Telle était l'habitation de Perrin le pêcheur, de son fils Yvon et de sa belle-fille, Guyonne la poissonnière.
Un soir de la fin de mai de l'année 1598, Perrin le pêcheur, vieillard sexagénaire, mais encore robuste, malgré ses rides et ses cheveux argentés, assis sur un banc de pierre, au seuil de la maison, réparait une seine fortement endommagée.
Le soleil à son déclin secouait ses gerbes d'or au front sourcilleux du manoir de la Roche, et les vagues de la Manche venaient lécher le sable irisé du rivage avec un bruit régulier de fusée volante. La soirée se montrait d'une douceur enchanteresse. Aux senteurs marines se mêlait l'arôme balsamique des primevères; au gazouillement des linottes se mariait le ramage des chardonnerets, et l'atmosphère semblait saturée d'un parfum de bonheur.
Cependant le pêcheur était triste. L'anxiété, le désespoir marquaient son visage bronzé par le hâle et l'intempérie des saisons.
Souvent il levait vers le château un regard douloureux, puis une larme brillait au coin de sa paupière; ses mains laissaient échapper le filet, et, croisant les bras contre sa poitrine, Perrin rêvait profondément. Ensuite, il reprenait son travail en prononçant quelques mots inintelligibles.
Tout à coup, au détour d'un buisson, parut une jeune femme, portant sur la tête un panier d'osier.
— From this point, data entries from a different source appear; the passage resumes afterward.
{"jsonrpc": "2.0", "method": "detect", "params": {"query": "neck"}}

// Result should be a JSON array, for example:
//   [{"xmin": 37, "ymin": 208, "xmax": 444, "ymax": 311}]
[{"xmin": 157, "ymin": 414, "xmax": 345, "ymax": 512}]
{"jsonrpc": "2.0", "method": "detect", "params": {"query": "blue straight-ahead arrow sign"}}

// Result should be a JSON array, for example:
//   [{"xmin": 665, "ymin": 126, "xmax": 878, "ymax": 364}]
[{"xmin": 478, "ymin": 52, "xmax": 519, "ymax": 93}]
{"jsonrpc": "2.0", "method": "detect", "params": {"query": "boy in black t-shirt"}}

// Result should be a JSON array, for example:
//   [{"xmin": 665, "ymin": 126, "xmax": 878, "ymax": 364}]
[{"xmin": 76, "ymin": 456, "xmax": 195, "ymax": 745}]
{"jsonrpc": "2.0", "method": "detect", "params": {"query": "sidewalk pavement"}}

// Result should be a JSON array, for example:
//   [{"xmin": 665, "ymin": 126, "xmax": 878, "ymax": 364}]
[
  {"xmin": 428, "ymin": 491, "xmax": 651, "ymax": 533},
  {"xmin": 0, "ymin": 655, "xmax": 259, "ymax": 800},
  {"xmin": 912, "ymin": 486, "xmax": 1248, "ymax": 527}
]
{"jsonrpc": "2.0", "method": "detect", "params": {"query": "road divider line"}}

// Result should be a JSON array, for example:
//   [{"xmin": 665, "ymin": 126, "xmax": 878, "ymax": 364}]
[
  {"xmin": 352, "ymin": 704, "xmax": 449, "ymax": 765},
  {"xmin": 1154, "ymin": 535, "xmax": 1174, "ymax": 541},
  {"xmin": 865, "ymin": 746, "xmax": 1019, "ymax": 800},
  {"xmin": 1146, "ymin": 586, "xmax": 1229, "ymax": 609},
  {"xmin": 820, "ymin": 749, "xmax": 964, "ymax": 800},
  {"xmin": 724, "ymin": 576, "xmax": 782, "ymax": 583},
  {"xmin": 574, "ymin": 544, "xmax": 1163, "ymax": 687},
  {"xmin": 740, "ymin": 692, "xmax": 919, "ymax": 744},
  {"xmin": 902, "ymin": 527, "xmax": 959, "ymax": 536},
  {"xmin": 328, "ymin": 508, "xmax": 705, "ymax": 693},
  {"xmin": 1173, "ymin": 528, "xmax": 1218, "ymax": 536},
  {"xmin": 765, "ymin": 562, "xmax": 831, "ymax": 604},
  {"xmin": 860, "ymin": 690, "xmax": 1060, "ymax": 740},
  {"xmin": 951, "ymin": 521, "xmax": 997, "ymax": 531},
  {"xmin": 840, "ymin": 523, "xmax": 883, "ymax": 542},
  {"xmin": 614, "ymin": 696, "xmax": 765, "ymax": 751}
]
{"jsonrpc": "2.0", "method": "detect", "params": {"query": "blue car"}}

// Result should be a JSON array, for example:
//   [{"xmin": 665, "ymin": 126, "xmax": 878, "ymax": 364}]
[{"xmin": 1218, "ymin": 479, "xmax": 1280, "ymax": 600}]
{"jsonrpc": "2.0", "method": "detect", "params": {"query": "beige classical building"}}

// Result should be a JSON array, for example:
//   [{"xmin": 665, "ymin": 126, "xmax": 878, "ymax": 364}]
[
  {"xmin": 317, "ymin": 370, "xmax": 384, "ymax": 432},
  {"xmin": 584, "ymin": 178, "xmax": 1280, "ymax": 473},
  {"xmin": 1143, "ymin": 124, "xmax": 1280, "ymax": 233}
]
Le vieillard poussa un cri de satisfaction.
– Eh bien, Guyonne?
– Consolez-vous, mon père, répondit la femme; Yvon vous sera rendu… s'il plaît à Dieu de seconder mon projet, ajouta-t-elle intérieurement.
– Rendu!… mon Yvon me sera rendu! dit le pêcheur d'un ton passionné; ô ma fille! Guyonne, enfant chéri, approche que je t'embrasse.
– Bon père! dit-elle en abandonnant ses joues aux caresses du vieillard.
– Mais, fit soudain celui-ci, tu l'as donc vu? il t'a donc parlé? Le seigneur de la Roche lui a pardonné, n'est-ce pas! oh! je prierai Notre-Dame du Saint-Sauveur de favoriser l'entreprise…
– Écoutez, mon père, interrompit gravement Guyonne, je ne veux pas vous tromper; je n'ai pas vu Yvon.
– Que dis-tu?
– Non, je ne l'ai pas vu. Je ne pouvais le voir. Il est à Saint-Malo depuis ce matin.
– A Saint-Malo!
– A Saint-Malo, avec tous les autres prisonniers qui doivent s'embarquer demain pour la Nouvelle-France.
– Alors, dit Perrin, terrifié par cette nouvelle, notre miséricordieux seigneur de la Roche t'a promis…
– Monseigneur de la Roche est parti lui-même, avec son écuyer. Ils ont escorté les captifs.
Le vieillard pâlit et chancela.
– Soyez sans crainte, dit vivement Guyonne; je sauverai Yvon, je vous le jure.
– Ah! exclama le pêcheur, pouvais-tu m'abuser ainsi, ma fille! Je ne t'ai jamais fait de mal, moi; et voilà que tu me rassures pour me replonger plus avant dans l'affliction.
– Je vous ai dit et je vous répète que je le sauverai! s'écria-t-elle d'un accent si persuasif, que Perrin se sentit renaître à l'espérance.
– Comment? quel est ton projet? demanda-t-il encore.
C'est mon affaire, fiez-vous à moi, mon père. Je tiendrai ma parole. Avant douze heures, Yvon sera ici; seulement il faudra vous placer sous la protection du due de Mercoeur. A présent, donnez-moi votre bénédiction, car jamais, peut-être, nous ne nous reverrons.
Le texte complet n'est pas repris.